DAANES Official Ilhan Ahmed Calls for Decentralization & US Support in New York Times Op-Ed

Syrian Kurdish Leader Pushes for Decentralization, Calls on U.S. to Support a New Constitutional Process

For Immediate Release

May 28th, 2025

Contact: Debbie Bookchin

press@defendrojava.org

In a powerful New York Times Op-Ed published today, Syrian Kurdish leader Ilham Ahmed outlines the dangers facing Syria, and the importance of safeguarding democracy and human rights. Pointing to her region’s own decentralized system as a model, she calls on the United States and all international parties to help oversee an inclusive constitutional process that can guarantee the rights of all Syrians. 

Ahmed observes: “As a new Syria takes shape, we must ask: What kind of state will it be? Democratic or autocratic? I believe the answer lies in my region, where we have created what we consider to be a model of multiethnic direct democracy… Under our administration, ethnic groups are legally protected and women are given a leading role in policy-making and society” 

She goes on to state: “We need a new constitutional process to produce a document that guarantees power-sharing, safeguards political freedoms, allows for full democratic participation regardless of religion, ethnicity, or gender and decentralizes government."

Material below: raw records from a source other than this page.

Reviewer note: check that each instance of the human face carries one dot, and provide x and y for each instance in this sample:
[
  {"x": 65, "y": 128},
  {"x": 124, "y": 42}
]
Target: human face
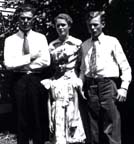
[
  {"x": 95, "y": 26},
  {"x": 62, "y": 28},
  {"x": 25, "y": 21}
]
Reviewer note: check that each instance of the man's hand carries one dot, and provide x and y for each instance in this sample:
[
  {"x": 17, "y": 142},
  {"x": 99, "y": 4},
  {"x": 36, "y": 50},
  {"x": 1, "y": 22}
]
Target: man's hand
[
  {"x": 122, "y": 95},
  {"x": 34, "y": 57}
]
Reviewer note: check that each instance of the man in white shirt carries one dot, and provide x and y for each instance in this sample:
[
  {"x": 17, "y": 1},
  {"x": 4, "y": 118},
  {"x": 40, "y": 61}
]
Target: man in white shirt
[
  {"x": 102, "y": 61},
  {"x": 26, "y": 54}
]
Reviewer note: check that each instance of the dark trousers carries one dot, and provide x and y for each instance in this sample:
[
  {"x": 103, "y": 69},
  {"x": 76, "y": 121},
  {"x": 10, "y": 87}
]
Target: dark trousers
[
  {"x": 103, "y": 115},
  {"x": 32, "y": 112}
]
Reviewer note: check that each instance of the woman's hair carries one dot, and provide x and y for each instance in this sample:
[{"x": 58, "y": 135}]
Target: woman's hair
[{"x": 64, "y": 16}]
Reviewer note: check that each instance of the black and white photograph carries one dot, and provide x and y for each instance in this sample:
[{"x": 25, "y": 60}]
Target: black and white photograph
[{"x": 66, "y": 71}]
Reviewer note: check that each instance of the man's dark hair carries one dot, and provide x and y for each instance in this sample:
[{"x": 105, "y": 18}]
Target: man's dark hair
[
  {"x": 26, "y": 8},
  {"x": 93, "y": 14},
  {"x": 66, "y": 17}
]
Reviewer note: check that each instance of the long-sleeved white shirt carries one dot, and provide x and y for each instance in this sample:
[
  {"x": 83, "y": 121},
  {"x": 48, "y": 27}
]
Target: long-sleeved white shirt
[
  {"x": 109, "y": 59},
  {"x": 38, "y": 46}
]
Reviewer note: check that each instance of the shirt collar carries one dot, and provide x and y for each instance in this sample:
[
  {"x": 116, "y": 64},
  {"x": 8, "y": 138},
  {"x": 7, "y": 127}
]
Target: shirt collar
[
  {"x": 67, "y": 39},
  {"x": 100, "y": 37},
  {"x": 21, "y": 33}
]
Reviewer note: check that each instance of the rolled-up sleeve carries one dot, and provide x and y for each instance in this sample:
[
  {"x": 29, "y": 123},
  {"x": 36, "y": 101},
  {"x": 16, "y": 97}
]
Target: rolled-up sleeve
[{"x": 122, "y": 61}]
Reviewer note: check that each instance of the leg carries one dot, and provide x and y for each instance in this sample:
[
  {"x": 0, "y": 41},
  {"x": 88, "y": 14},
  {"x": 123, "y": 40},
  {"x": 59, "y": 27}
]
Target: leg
[
  {"x": 110, "y": 118},
  {"x": 38, "y": 97},
  {"x": 91, "y": 92},
  {"x": 22, "y": 111}
]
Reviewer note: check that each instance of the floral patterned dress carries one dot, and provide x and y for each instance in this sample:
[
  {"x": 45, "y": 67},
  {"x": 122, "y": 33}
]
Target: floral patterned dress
[{"x": 65, "y": 115}]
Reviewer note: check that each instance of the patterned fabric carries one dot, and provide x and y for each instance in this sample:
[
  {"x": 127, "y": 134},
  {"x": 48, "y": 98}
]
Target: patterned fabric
[
  {"x": 92, "y": 63},
  {"x": 65, "y": 114}
]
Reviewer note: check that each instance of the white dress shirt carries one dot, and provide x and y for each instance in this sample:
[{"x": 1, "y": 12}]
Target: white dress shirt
[
  {"x": 109, "y": 59},
  {"x": 38, "y": 46}
]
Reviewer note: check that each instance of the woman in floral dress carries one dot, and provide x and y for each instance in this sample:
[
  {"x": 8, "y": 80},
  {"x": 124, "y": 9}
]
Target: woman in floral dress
[{"x": 64, "y": 116}]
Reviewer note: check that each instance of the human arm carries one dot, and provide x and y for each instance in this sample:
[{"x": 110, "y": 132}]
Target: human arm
[
  {"x": 125, "y": 71},
  {"x": 37, "y": 58}
]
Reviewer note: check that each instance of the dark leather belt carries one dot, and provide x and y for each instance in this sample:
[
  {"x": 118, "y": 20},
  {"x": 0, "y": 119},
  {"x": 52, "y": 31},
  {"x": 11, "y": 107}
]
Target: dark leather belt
[{"x": 101, "y": 79}]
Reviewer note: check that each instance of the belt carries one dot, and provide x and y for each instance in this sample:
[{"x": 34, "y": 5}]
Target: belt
[{"x": 101, "y": 79}]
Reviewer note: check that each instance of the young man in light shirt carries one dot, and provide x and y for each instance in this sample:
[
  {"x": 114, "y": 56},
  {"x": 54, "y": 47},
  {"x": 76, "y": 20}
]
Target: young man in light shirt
[
  {"x": 99, "y": 73},
  {"x": 26, "y": 54}
]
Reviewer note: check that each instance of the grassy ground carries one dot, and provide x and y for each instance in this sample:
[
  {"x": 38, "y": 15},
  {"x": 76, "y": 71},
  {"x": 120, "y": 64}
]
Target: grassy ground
[{"x": 7, "y": 138}]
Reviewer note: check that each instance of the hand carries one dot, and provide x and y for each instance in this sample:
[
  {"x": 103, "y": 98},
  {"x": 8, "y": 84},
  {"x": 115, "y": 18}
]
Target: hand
[
  {"x": 46, "y": 83},
  {"x": 122, "y": 95},
  {"x": 34, "y": 57},
  {"x": 27, "y": 68}
]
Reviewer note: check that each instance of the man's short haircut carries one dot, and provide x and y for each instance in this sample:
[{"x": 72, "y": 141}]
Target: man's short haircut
[
  {"x": 93, "y": 14},
  {"x": 27, "y": 8},
  {"x": 66, "y": 17}
]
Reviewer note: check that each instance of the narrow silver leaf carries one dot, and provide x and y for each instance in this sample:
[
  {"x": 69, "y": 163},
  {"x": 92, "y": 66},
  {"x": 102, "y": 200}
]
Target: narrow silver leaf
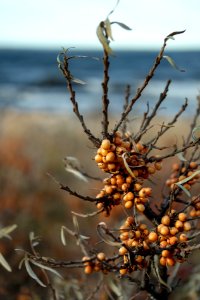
[
  {"x": 45, "y": 267},
  {"x": 4, "y": 263},
  {"x": 124, "y": 26},
  {"x": 103, "y": 40},
  {"x": 172, "y": 63},
  {"x": 32, "y": 273},
  {"x": 4, "y": 232},
  {"x": 196, "y": 133}
]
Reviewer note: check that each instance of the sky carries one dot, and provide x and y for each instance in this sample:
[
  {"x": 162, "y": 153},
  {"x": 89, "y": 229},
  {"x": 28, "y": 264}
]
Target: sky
[{"x": 52, "y": 24}]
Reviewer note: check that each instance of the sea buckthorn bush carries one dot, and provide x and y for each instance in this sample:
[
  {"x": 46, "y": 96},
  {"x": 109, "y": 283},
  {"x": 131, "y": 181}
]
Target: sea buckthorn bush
[{"x": 158, "y": 230}]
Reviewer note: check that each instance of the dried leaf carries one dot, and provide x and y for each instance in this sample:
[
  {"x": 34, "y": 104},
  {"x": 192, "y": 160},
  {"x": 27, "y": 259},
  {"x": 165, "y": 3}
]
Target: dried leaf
[
  {"x": 124, "y": 26},
  {"x": 172, "y": 63},
  {"x": 196, "y": 133},
  {"x": 31, "y": 272},
  {"x": 4, "y": 263},
  {"x": 102, "y": 38}
]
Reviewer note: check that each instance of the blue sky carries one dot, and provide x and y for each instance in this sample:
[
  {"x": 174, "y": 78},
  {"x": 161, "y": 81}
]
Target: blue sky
[{"x": 56, "y": 23}]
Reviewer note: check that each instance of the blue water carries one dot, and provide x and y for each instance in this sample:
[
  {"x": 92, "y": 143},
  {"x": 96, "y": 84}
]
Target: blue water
[{"x": 31, "y": 81}]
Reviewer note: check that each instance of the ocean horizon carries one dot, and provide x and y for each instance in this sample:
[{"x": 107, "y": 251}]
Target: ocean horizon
[{"x": 31, "y": 81}]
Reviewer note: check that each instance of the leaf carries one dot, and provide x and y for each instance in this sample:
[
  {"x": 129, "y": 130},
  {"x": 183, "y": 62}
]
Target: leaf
[
  {"x": 62, "y": 235},
  {"x": 196, "y": 133},
  {"x": 102, "y": 229},
  {"x": 114, "y": 8},
  {"x": 171, "y": 35},
  {"x": 72, "y": 165},
  {"x": 79, "y": 81},
  {"x": 172, "y": 63},
  {"x": 180, "y": 156},
  {"x": 45, "y": 267},
  {"x": 87, "y": 215},
  {"x": 4, "y": 263},
  {"x": 127, "y": 166},
  {"x": 108, "y": 28},
  {"x": 102, "y": 38},
  {"x": 179, "y": 184},
  {"x": 31, "y": 273},
  {"x": 124, "y": 26},
  {"x": 4, "y": 232}
]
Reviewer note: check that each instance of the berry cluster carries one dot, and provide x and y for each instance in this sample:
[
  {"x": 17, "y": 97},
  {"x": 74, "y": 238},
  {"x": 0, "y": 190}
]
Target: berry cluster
[
  {"x": 128, "y": 167},
  {"x": 180, "y": 173}
]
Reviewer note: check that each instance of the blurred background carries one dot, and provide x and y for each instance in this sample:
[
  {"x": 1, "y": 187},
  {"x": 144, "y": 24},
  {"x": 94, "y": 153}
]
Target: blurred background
[{"x": 37, "y": 126}]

Ahmed is co-chair of the foreign relations department of the Democratic Autonomous Administration of North and East Syria (DAANES), the region controlled by the Kurdish-led Syrian Democratic Forces (SDF), who spearheaded the war against ISIS in close partnership with the United States. 

Since the fall of Bashar al-Assad last December, Syria’s future has been hanging in the balance. While a March 10th agreement between the SDF and the country’s new President Ahmed al-Sharaa marked a formal commitment to the unification of Syria and the recognition of Kurdish rights, the transitional government’s recent constitutional declaration signaled intentions to centralize executive power and institutionalize an exclusively Arab and Islamic identity for the country. 

As Ahmed explains in her piece, the United States has a critical role to play in securing a democratic and peaceful future for Syria. At a time when political, military and economic power is in a state of flux across the Middle East, failure to act now risks plunging Syria—and the broader region—into another generation of violence, authoritarianism, and instability.

The Emergency Committee for Rojava supports the Autonomous Administration’s call for the United States and other international parties to help broker a new constitutional process that protects the rights of all Syrians to political participation and self-determination, as they have been protected in Northeast Syria for the past 12 years. 

In the words of Ilham Ahmed: “The new Syria must, from the outset, include everyone.”